Keywords: Calcium ; Cardiac transplantation ; Fluoride ; Glucocorticoid-induced osteoporosis ; Parathyroid hormone ; Vitamin D

Source: Springer Online Journal Archives 1860-2000

Topics: Medicine

Notes: Abstract Of 203 patients who underwent cardiac transplantation and were given long-term treatment with cyclosporine and 0.3 mg/kg per day prednisone, 123 were studied prospectively for at least 6 months and 46 for up to 2 years to evaluate the effects on lumbar bone mineral density (BMD) and calcium metabolism of a combined therapy with calcium, calcidiol and disodium monofluorophosphate (MFP). The population was arbitrarily assigned to one of two groups.

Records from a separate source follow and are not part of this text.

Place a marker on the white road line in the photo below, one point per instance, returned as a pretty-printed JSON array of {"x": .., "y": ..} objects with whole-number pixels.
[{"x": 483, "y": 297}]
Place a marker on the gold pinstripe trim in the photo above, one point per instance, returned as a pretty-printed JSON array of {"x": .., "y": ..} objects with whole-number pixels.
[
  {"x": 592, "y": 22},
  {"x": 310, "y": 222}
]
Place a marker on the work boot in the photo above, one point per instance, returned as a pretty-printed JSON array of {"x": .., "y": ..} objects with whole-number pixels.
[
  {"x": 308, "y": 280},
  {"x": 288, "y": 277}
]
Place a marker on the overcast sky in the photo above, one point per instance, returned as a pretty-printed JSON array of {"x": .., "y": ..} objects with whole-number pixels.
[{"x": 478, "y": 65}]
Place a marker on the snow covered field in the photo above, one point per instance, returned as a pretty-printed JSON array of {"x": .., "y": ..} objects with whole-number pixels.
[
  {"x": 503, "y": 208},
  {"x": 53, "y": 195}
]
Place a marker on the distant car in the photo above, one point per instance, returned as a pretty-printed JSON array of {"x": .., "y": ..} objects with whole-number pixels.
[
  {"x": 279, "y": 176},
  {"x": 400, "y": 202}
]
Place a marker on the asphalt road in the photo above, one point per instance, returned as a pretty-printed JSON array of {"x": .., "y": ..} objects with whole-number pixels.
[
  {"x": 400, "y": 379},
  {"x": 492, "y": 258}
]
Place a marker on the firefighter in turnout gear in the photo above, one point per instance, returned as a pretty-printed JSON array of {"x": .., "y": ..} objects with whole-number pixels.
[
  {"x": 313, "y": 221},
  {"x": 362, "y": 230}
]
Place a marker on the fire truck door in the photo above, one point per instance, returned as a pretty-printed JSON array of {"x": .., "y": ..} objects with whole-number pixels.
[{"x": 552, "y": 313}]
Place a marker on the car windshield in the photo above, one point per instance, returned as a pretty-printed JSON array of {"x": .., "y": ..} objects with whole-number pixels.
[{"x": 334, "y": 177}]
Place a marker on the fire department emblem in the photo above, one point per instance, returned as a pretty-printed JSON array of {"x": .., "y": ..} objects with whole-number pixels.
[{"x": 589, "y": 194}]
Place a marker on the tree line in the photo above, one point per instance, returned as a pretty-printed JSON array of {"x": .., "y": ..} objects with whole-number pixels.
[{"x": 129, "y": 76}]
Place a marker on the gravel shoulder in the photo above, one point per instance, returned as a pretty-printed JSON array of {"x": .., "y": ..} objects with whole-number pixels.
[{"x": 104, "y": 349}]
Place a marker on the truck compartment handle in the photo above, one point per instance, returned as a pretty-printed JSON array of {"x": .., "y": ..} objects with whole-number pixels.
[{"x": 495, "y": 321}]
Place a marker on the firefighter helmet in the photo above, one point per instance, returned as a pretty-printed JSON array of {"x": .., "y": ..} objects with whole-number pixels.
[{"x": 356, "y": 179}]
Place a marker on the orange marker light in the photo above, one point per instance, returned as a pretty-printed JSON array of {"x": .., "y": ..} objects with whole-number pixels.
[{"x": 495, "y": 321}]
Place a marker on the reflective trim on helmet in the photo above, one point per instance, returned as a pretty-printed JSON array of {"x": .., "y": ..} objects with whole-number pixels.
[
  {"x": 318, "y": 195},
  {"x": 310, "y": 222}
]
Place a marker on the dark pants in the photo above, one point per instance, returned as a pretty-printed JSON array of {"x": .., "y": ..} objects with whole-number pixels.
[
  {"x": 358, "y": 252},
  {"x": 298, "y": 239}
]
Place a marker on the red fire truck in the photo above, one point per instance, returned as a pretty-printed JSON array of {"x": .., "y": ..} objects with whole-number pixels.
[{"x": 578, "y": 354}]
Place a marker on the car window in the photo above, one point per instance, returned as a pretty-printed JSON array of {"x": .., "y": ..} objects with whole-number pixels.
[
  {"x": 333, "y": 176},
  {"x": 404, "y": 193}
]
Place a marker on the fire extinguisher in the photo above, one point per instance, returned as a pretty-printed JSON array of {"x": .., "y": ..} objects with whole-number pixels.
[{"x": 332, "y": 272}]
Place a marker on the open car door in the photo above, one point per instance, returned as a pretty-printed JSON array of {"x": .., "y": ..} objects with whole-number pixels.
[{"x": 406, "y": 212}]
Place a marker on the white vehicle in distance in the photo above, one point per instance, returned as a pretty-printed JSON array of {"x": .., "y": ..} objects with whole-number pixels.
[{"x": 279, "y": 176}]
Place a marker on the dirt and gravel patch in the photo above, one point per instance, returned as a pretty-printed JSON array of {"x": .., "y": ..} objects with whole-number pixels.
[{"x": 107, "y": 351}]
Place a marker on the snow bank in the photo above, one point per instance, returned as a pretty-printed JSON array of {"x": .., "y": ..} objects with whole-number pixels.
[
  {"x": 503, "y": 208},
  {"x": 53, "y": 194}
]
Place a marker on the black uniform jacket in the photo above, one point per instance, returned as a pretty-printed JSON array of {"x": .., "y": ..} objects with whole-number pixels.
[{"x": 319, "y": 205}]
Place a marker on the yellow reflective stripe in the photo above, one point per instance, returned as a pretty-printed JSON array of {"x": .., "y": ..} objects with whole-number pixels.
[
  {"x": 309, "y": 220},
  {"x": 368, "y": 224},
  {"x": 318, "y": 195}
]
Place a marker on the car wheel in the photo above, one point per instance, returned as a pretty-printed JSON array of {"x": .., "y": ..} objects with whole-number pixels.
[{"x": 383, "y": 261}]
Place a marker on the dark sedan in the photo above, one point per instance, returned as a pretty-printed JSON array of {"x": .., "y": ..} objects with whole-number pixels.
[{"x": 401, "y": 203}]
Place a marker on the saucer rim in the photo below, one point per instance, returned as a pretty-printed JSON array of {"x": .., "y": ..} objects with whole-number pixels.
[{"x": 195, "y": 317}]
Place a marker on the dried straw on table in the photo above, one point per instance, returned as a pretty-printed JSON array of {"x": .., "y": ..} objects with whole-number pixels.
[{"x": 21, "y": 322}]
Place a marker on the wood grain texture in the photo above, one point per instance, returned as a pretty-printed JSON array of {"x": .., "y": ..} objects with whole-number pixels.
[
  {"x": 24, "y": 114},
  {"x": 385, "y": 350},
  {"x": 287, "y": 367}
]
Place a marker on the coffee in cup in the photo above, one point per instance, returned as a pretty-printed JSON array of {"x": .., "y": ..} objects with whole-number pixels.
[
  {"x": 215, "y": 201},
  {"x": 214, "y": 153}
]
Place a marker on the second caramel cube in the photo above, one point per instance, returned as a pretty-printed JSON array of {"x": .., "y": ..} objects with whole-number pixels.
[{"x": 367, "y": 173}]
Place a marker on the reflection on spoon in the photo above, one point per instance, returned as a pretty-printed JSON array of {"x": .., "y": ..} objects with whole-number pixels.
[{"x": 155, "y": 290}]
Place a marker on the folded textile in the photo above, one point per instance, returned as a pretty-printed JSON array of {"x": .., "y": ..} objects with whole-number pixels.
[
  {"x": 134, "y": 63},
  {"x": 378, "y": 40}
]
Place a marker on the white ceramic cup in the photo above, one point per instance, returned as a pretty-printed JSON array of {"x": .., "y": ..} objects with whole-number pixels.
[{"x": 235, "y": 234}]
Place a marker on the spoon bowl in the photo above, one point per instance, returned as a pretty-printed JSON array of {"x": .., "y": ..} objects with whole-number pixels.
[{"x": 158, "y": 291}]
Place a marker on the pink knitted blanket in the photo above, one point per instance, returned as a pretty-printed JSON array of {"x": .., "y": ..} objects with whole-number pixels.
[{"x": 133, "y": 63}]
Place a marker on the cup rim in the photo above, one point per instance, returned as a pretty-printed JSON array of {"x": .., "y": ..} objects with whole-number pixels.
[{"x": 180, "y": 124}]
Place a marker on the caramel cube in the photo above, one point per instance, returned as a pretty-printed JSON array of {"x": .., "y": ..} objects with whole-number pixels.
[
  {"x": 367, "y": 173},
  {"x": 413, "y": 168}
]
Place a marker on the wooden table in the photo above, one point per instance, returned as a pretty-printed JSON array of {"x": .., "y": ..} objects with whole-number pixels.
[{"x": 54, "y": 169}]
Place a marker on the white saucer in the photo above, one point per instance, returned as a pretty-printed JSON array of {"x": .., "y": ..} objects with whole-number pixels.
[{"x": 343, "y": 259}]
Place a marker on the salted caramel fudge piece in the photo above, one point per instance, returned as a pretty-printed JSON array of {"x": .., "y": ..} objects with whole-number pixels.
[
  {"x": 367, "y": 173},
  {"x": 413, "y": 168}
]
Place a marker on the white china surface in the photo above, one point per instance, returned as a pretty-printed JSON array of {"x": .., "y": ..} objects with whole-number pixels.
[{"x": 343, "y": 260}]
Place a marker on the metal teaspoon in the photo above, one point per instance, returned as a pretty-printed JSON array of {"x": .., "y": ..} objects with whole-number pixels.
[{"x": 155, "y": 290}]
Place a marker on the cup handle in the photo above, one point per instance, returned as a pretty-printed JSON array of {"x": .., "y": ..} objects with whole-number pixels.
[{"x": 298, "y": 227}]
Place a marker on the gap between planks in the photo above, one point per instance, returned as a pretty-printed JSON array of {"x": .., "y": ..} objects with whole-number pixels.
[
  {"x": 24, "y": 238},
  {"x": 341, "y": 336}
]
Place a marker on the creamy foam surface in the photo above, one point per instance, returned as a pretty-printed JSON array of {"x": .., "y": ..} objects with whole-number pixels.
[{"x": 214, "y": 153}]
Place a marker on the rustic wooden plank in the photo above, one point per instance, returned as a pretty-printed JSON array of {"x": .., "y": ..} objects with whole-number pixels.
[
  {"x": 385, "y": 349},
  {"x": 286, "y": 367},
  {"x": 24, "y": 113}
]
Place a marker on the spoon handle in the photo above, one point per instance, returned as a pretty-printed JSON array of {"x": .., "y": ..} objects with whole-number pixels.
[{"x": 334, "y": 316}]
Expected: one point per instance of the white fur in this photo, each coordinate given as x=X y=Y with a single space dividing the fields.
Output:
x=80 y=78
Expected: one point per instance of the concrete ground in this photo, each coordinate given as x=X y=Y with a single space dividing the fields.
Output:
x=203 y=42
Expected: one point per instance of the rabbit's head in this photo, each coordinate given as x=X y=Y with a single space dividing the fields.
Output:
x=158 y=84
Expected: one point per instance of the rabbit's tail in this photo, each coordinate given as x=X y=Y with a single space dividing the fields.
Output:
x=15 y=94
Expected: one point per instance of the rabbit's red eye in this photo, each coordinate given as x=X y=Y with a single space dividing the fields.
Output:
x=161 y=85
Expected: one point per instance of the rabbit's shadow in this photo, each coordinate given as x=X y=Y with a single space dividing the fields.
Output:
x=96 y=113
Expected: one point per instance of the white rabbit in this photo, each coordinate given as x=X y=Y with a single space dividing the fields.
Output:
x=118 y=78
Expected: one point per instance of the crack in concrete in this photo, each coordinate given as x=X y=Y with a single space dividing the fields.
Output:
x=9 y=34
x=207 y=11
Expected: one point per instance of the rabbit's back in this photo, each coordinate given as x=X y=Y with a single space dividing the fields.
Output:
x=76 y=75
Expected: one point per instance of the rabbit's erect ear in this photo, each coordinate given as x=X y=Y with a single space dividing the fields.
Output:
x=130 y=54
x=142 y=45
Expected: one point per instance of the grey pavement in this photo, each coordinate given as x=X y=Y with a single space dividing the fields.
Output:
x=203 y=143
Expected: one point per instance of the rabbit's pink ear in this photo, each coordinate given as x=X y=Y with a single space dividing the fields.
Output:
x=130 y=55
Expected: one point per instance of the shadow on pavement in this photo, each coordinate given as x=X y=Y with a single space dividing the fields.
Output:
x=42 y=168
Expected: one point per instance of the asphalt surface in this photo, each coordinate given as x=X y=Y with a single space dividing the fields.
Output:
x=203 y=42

Group I consisted of patients who had a lumbar spine BMDZ score above −1.5 SD as compared with an age-and sex-matched population and no vertebral fractures. They received daily 1 g elemental calcium and 25 µg (1000 IU) calcidiol. Group II consisted of patients who received daily the same doses of calcium and calcidiol combined with 200 mg MFP, and was divided into two subgroups: (a) osteopenic subjects who had a lumbar spine BMD Z score below −1.5 SD without vertebral fractures and (b) osteoporotic subjects with vertebral fractures. If serum creatinine was higher than 140 µmol/l the daily dose of MFP was tapered to 100 mg. Fifty-four and 27 patients from group I and 38 and 19 patients from group II were followed respectively for 12 and 24 months. In both groups serum parathyroid hormone levels were significantly reduced from the twelfth month in parallel with a significant increase in serum 25-OHD levels. No decline in lumbar BMD occurred in non-osteopenic and non-osteoporotic patients (group I) who received the calcium and calcidiol supplement. In group II, where MFP was added, a significant and linear increase in lumbar BMD was observed. The average increase reached 12.5% after 12 months and 29.5% after 24 months (p〈0.0001). The magnitude of the response was similar to the response previously reported in patients suffering from vertebral fractures due to postmenopausal osteoporosis and treated with the same daily dose of MFP. Because osteoporosis and fractures are not rare in patients after cardiac transplantation, these pilot results may be useful for further prevention and treatment trials of bone loss in this condition.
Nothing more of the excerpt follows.